In London, during the reign of the previous Mayor (2008-2016), a shift in desire and thinking took hold, one that argued that London needed an iconic skyline of imposing skyscrapers. The city soon ‘boasted’ a cheese grater (The Leadenhall Building), a walkie talkie (20 Fenchurch Street), a Shard (Shard London Bridge), and even a gherkin (30 St Mary Axe [formerly Swiss Re Building]). This is not to mention City hall which is either an ‘onion’ or ‘testicle’ depending on your point of view. However, as Harvey suggests capital in times of crisis focuses on the production of urban space. For London, this has been combined with the desire for skyscrapers that offer premium office space in boom times and bust.
Images courtesy: CityAM, Architects’ Journal, Skyscrapers News
The EC3 postcode, in the heart of ‘The City’, is home to the major headquarters of the leading insurance companies. It is a district that is spatially configured and development to the tunes of the insurance sector. However, as new buildings are completed they are standing empty. The Financial Times reported recently that One Creechurch Place which is a modest 17 floors and boasts 272,00 square feet is completely unoccupied. New developments including the 59-floor tower at 22 Bishopgate and 24 floor 60-70 St May Axe with the sobriquet of “Can of Ham’, among others, are being completed without any pre-letting. Some of this due to more efficient use of space or changing working patterns and some is due to nervous businesses reacting to uncertain times.

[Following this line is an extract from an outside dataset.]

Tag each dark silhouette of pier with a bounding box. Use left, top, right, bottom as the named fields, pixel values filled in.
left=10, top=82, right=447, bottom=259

The search for new tenants is hampered by business rates, declining interest of banks wanting to be in this area, and new tech companies preferring a location closer to ‘Silicon roundabout’.
This leads to questions of the possible spatial impacts of Brexit and how this will play out in urban space. If companies move or working practices continue to be increasingly flexible then these high-rise projects could stand temporally as indicators to the uncertain flows of urban capital. However, as Harvey suggests, the tendency for destructive creation in a capitalist economy means that maybe these building will be more ephemeral than expected. At present the show still goes on. The Scalpel (Lime Street/Leadenhall Street) is under construction and two further buildings, at 22 and 100 Bishopgate respectively, are part of a projected extra 4 million square feet of office space that will available by the end of the decade. How much of this will stand empty and what will happen if they do are questions that will soon to be answered.